Positive cashflow for dairy farmers 'unlikely' until 2018: ANZ
ANZ expects the price to be in the "mid to high-$4/kgMS" for the 2016/17 season. With special feature audio.
ANZ expects the price to be in the "mid to high-$4/kgMS" for the 2016/17 season. With special feature audio.
ANZ Bank New Zealand, the country's bigger lender, has warned dairy farmers are unlikely to see positive cashflow for another 18 months.

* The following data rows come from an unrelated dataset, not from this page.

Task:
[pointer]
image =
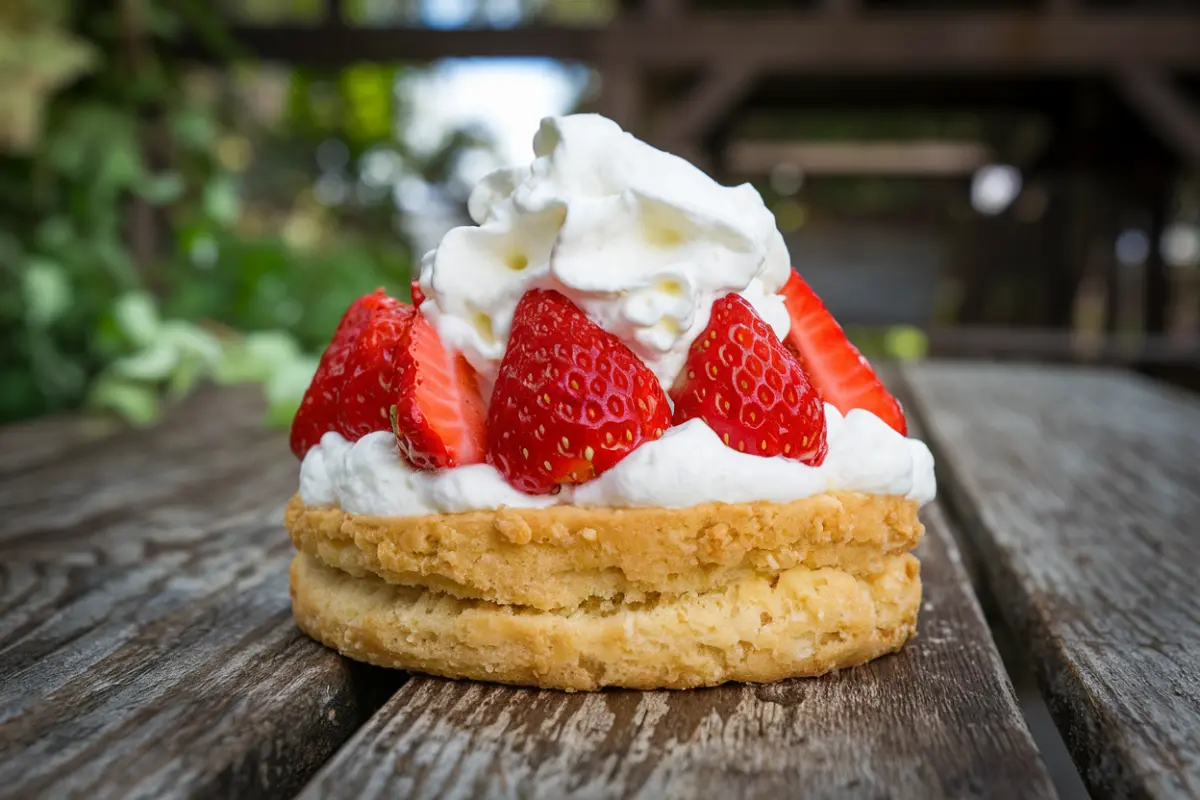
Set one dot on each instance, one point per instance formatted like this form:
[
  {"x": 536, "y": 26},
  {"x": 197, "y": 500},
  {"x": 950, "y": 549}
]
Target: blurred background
[{"x": 195, "y": 190}]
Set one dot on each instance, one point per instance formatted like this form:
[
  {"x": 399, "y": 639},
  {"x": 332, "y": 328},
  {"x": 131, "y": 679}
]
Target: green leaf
[
  {"x": 137, "y": 318},
  {"x": 221, "y": 199},
  {"x": 286, "y": 389},
  {"x": 47, "y": 292},
  {"x": 153, "y": 365},
  {"x": 162, "y": 188},
  {"x": 187, "y": 373},
  {"x": 54, "y": 233},
  {"x": 135, "y": 402},
  {"x": 191, "y": 340},
  {"x": 193, "y": 128}
]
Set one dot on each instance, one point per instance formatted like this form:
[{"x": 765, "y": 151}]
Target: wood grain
[
  {"x": 937, "y": 720},
  {"x": 1080, "y": 492},
  {"x": 147, "y": 647}
]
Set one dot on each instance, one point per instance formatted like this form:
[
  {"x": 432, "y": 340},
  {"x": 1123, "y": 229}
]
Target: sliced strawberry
[
  {"x": 837, "y": 368},
  {"x": 369, "y": 386},
  {"x": 438, "y": 415},
  {"x": 570, "y": 400},
  {"x": 318, "y": 409},
  {"x": 749, "y": 389}
]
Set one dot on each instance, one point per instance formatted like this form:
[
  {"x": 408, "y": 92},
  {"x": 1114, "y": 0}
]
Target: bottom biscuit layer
[{"x": 807, "y": 623}]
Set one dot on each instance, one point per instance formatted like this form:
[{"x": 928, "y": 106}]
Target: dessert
[{"x": 615, "y": 441}]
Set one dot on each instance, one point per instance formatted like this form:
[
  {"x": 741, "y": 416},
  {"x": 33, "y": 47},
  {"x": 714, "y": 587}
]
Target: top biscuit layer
[{"x": 561, "y": 558}]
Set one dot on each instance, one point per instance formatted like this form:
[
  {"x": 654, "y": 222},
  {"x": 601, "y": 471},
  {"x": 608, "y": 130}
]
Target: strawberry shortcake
[{"x": 616, "y": 440}]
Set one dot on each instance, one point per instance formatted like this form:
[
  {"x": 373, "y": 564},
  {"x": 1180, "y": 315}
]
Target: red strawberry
[
  {"x": 837, "y": 368},
  {"x": 369, "y": 386},
  {"x": 438, "y": 414},
  {"x": 318, "y": 409},
  {"x": 749, "y": 389},
  {"x": 570, "y": 400}
]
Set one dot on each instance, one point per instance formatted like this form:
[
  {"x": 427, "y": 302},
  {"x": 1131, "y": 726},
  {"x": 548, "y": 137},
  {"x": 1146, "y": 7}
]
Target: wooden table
[{"x": 147, "y": 647}]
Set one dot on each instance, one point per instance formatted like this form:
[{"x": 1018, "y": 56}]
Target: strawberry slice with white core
[
  {"x": 438, "y": 416},
  {"x": 844, "y": 378}
]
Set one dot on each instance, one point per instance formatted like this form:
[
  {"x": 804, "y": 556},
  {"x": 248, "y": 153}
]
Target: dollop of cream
[
  {"x": 687, "y": 467},
  {"x": 371, "y": 476},
  {"x": 640, "y": 239}
]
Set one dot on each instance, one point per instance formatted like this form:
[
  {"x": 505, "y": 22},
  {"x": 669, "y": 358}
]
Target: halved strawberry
[
  {"x": 369, "y": 386},
  {"x": 570, "y": 400},
  {"x": 438, "y": 413},
  {"x": 837, "y": 368},
  {"x": 749, "y": 389},
  {"x": 319, "y": 408}
]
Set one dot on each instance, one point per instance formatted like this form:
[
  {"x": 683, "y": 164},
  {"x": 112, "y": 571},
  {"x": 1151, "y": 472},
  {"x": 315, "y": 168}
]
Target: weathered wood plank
[
  {"x": 1080, "y": 492},
  {"x": 147, "y": 647},
  {"x": 936, "y": 720}
]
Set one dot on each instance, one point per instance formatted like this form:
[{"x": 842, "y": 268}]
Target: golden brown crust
[
  {"x": 805, "y": 623},
  {"x": 562, "y": 557}
]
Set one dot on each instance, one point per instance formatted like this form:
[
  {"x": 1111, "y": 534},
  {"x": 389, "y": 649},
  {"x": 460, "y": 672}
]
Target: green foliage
[{"x": 215, "y": 289}]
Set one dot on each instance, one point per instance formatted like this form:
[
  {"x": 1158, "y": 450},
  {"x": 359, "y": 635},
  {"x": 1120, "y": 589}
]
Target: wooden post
[
  {"x": 1165, "y": 109},
  {"x": 691, "y": 121},
  {"x": 1157, "y": 295}
]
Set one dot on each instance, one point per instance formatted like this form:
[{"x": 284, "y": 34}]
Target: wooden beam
[
  {"x": 666, "y": 8},
  {"x": 1167, "y": 109},
  {"x": 841, "y": 7},
  {"x": 1030, "y": 43},
  {"x": 928, "y": 158},
  {"x": 709, "y": 101},
  {"x": 922, "y": 43}
]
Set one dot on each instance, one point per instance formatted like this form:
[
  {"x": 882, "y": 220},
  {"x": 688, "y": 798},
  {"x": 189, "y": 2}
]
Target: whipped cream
[
  {"x": 687, "y": 467},
  {"x": 645, "y": 244},
  {"x": 641, "y": 240}
]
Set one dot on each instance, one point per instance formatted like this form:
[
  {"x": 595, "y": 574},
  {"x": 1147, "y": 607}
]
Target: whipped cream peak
[{"x": 640, "y": 239}]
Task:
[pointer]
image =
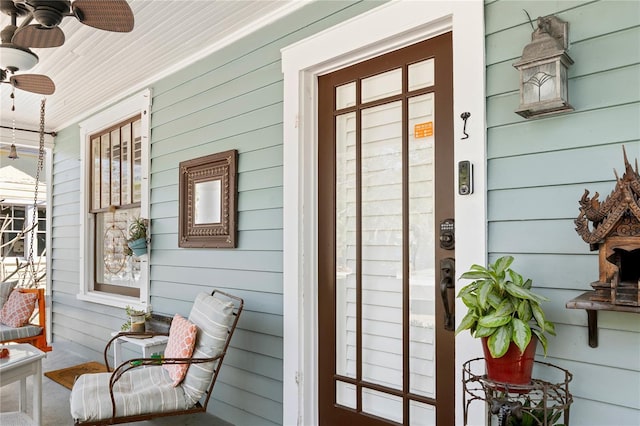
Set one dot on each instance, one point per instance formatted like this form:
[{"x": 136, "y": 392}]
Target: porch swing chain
[{"x": 34, "y": 215}]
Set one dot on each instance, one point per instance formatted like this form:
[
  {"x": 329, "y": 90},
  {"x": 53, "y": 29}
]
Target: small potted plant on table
[{"x": 507, "y": 316}]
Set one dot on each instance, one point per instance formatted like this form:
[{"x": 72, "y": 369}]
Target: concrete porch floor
[{"x": 55, "y": 397}]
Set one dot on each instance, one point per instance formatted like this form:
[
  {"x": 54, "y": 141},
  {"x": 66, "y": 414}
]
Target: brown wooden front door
[{"x": 385, "y": 186}]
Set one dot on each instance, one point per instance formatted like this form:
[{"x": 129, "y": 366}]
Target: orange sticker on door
[{"x": 423, "y": 130}]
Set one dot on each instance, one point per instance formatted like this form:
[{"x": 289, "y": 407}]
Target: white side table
[
  {"x": 24, "y": 360},
  {"x": 148, "y": 346}
]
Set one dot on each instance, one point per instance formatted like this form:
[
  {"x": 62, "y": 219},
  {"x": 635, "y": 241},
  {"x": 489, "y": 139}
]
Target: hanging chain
[{"x": 34, "y": 214}]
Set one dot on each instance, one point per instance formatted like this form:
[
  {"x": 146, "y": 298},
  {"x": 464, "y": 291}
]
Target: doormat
[{"x": 67, "y": 376}]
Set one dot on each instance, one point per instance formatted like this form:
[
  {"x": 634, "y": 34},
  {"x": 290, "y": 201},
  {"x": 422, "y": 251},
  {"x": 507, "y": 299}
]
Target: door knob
[{"x": 447, "y": 284}]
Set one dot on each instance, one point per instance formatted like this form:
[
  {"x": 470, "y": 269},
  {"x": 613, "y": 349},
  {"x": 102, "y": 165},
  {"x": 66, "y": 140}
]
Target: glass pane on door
[
  {"x": 381, "y": 229},
  {"x": 346, "y": 245},
  {"x": 421, "y": 246}
]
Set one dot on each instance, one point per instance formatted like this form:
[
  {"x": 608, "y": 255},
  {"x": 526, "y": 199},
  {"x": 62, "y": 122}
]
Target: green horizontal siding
[
  {"x": 537, "y": 171},
  {"x": 232, "y": 99}
]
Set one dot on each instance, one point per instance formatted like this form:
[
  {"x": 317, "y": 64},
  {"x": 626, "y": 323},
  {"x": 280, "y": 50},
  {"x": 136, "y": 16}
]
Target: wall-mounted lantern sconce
[{"x": 543, "y": 70}]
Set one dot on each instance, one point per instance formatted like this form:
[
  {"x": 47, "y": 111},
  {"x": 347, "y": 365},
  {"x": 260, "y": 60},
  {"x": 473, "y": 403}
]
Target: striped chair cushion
[
  {"x": 139, "y": 391},
  {"x": 5, "y": 289},
  {"x": 213, "y": 317},
  {"x": 12, "y": 333}
]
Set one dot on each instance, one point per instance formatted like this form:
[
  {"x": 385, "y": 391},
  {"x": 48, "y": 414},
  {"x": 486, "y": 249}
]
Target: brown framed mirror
[{"x": 207, "y": 204}]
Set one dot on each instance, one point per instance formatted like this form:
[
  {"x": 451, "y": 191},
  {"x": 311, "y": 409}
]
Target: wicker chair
[{"x": 141, "y": 389}]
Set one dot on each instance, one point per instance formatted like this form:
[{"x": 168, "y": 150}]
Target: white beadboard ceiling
[{"x": 94, "y": 67}]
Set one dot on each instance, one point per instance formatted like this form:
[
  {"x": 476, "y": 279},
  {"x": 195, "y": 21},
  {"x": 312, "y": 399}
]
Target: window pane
[
  {"x": 382, "y": 85},
  {"x": 346, "y": 244},
  {"x": 421, "y": 246},
  {"x": 137, "y": 161},
  {"x": 421, "y": 74},
  {"x": 105, "y": 146},
  {"x": 346, "y": 394},
  {"x": 382, "y": 245},
  {"x": 95, "y": 175},
  {"x": 113, "y": 266},
  {"x": 421, "y": 414},
  {"x": 346, "y": 95},
  {"x": 382, "y": 405},
  {"x": 125, "y": 167}
]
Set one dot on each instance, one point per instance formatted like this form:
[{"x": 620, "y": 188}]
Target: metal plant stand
[{"x": 540, "y": 403}]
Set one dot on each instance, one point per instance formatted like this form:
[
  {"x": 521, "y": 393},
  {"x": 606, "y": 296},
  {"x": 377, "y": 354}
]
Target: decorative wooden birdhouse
[{"x": 615, "y": 232}]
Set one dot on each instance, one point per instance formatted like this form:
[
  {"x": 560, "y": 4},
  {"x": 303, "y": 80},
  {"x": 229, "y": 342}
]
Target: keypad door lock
[{"x": 447, "y": 234}]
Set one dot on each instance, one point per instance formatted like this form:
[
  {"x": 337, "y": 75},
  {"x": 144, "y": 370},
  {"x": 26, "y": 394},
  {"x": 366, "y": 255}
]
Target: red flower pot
[{"x": 514, "y": 367}]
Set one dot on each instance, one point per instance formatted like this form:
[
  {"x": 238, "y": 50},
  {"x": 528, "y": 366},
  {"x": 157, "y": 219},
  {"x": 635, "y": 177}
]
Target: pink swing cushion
[
  {"x": 17, "y": 311},
  {"x": 182, "y": 339}
]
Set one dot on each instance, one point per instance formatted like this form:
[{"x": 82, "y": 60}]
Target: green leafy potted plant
[
  {"x": 507, "y": 316},
  {"x": 136, "y": 320},
  {"x": 137, "y": 240}
]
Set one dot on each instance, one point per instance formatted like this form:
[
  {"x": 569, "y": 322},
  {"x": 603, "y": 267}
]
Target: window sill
[{"x": 112, "y": 300}]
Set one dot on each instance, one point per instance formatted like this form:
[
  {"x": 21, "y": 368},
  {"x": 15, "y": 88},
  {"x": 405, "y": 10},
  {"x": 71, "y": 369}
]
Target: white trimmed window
[{"x": 115, "y": 166}]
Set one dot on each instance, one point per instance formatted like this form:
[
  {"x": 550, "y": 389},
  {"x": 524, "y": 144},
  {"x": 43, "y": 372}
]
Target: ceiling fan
[{"x": 39, "y": 29}]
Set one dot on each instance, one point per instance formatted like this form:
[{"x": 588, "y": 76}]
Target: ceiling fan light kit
[{"x": 39, "y": 29}]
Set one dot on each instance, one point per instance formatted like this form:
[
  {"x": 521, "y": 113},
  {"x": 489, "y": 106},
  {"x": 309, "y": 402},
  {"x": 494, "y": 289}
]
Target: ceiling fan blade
[
  {"x": 34, "y": 83},
  {"x": 38, "y": 36},
  {"x": 108, "y": 15}
]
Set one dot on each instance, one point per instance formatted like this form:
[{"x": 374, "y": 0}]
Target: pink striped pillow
[
  {"x": 182, "y": 339},
  {"x": 17, "y": 311}
]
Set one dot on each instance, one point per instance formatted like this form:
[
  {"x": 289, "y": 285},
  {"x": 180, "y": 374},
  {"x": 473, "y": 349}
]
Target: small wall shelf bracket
[{"x": 584, "y": 301}]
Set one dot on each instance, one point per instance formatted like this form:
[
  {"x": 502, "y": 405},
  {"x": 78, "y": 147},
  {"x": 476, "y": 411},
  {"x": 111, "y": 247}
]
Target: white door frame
[{"x": 389, "y": 27}]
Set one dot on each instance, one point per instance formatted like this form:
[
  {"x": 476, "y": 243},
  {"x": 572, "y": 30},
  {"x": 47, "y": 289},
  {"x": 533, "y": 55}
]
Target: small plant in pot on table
[{"x": 507, "y": 316}]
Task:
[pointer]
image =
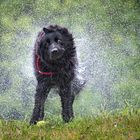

In analysis published shortly after Fonterra Cooperative Group confirmed its milk price forecast of $4.25 per kilogram of milk solids, ANZ's agri-economist Con Williams said most farmers had budgeted at around $4.30/kgMS and "most continue to show a cash loss of 50-70c/kgMS at these figures despite a number of cost reductions and farm management changes." Positive cashflow is not expected until early 2018.
ANZ expects the price to be in the "mid to high-$4/kgMS" for the 2016/17 season but added that international prices would need to break outside the current range to achieve this.
The Fonterra payout to farmers peaked at $8.40/kgMS in the 2013/14 season, which if ANZ's forecast is correct, would mean a downturn that has lasted for around four years.
The planned increased dividend to farmers by Fonterra of 50-60c/kgMS is described by ANZ as signalling underlying improvement from higher margins, efficiency gains, improvements in Australia and the scaling back of capital expenditure.